There are sound effects for nearly every interaction throughout the app, most of which sound very reminiscent of the sounds throughout Tweetbot 2. Don't worry, if sound effects aren't something you find beneficial to an app, you can disable them in the Settings.
The basic features are what's included in Boxie for free. The magic of Boxie's features happen with the in-app purchase that Boxie refers to as the Power Pack.
The Power Pack will set you back just under $3, but that's a small fee for what you get in return. The biggest feature, for my use of Dropbox at least, is push alerts. You not only will receive alerts if you're using the app that a file or folder has changed, but you'll also receive push alerts on your iPhone when files are added or deleted from your account.
This is a critical feature for someone who is routinely waiting for files to be added to Dropbox. I do a weekly video series for another publication, and before Boxie I was constantly having to open Dropbox on my iPhone to check whether the audio files had been added to a shared folder. Now with Boxie, I receive an alert in near real-time (I've seen the alerts show up instantly, or take as long as 10 minutes to show up on my iPhone) and can begin working on the files as soon as I see the alert. Why the official Dropbox app requests permission to send you alerts but then fails to do so is beyond me.
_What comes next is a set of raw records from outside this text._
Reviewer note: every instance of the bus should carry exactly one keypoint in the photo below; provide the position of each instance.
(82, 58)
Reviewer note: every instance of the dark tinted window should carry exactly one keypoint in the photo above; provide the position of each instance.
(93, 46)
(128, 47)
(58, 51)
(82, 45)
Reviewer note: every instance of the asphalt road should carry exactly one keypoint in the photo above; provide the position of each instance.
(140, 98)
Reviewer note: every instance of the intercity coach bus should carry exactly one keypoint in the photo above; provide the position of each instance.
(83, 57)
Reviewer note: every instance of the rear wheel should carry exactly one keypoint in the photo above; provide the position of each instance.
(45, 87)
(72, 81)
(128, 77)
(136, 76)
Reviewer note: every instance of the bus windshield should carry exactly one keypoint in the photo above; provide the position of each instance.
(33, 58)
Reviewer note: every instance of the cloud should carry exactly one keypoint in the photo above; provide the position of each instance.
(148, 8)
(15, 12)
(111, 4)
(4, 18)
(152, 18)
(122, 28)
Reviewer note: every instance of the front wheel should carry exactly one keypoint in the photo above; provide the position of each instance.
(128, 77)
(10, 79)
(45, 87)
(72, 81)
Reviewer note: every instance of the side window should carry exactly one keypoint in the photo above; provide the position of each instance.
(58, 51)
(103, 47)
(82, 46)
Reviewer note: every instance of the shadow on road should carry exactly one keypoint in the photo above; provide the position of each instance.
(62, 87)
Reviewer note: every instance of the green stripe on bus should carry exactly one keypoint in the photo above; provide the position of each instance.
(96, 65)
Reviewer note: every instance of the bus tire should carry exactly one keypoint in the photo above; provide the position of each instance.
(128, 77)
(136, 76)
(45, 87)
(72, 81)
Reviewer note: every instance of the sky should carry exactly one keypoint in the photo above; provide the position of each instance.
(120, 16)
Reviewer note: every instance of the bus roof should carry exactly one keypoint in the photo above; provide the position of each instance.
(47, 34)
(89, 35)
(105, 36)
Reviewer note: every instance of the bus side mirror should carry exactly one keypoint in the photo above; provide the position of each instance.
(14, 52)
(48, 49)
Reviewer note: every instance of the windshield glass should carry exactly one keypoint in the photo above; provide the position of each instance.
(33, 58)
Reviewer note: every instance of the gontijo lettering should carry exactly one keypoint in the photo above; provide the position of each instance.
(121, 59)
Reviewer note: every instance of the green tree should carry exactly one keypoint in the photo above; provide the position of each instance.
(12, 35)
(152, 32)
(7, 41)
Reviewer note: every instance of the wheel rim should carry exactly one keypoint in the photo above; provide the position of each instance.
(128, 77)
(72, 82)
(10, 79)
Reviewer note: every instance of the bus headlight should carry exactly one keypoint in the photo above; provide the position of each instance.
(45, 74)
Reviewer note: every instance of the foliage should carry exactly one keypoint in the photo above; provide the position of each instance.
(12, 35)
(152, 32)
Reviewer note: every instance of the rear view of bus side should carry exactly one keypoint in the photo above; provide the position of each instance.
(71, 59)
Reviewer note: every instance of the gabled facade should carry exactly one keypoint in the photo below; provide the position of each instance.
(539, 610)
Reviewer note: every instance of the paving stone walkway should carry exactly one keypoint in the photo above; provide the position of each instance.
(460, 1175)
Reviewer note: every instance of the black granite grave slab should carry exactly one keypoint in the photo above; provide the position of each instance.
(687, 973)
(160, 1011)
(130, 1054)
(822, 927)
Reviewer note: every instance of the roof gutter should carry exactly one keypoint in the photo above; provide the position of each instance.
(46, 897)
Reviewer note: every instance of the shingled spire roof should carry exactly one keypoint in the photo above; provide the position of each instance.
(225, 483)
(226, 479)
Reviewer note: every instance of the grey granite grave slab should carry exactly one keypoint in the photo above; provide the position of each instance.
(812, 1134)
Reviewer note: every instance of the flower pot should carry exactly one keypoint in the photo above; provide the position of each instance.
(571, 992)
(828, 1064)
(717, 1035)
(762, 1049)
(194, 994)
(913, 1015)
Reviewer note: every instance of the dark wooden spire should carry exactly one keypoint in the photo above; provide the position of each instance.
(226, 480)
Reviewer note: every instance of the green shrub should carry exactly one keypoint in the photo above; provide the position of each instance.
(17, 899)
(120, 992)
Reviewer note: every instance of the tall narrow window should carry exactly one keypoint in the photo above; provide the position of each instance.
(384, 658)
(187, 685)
Also unlocked in the Power Pack is the ability to view and restore past revisions of files along with deleted files. This comes in handy should you accidentally delete something, or need to recover an older version of a document.
In addition to the normal sharing methods, the Power Pack also offers a direct-sharing option for fellow Boxie users.
I've already more or less stated this, but it's worth clearly stating: Boxie is the best Dropbox app available for iPhone. There are only two drawbacks I see with the app right now.
The first is the lack of an iPad version. I do most of my mobile Dropbox management on my iPad. Being forced to work on a smaller screen isn't a deal-breaker as the most valuable part of Boxie for myself is the push notifications, but it's definitely an app that would be great on the iPad.
The lack of automatic uploads for photos and videos, akin to Dropbox's own Camera Upload feature, is the other drawback.
With Boxie on my iPhone, aside from leaving the official Dropbox app installed only to handle authorizing third-party apps that integrate Dropbox (such as iA Writer and 1Password), I see no reason to even launch the Dropbox app anymore. I only wish I could have it on iPad.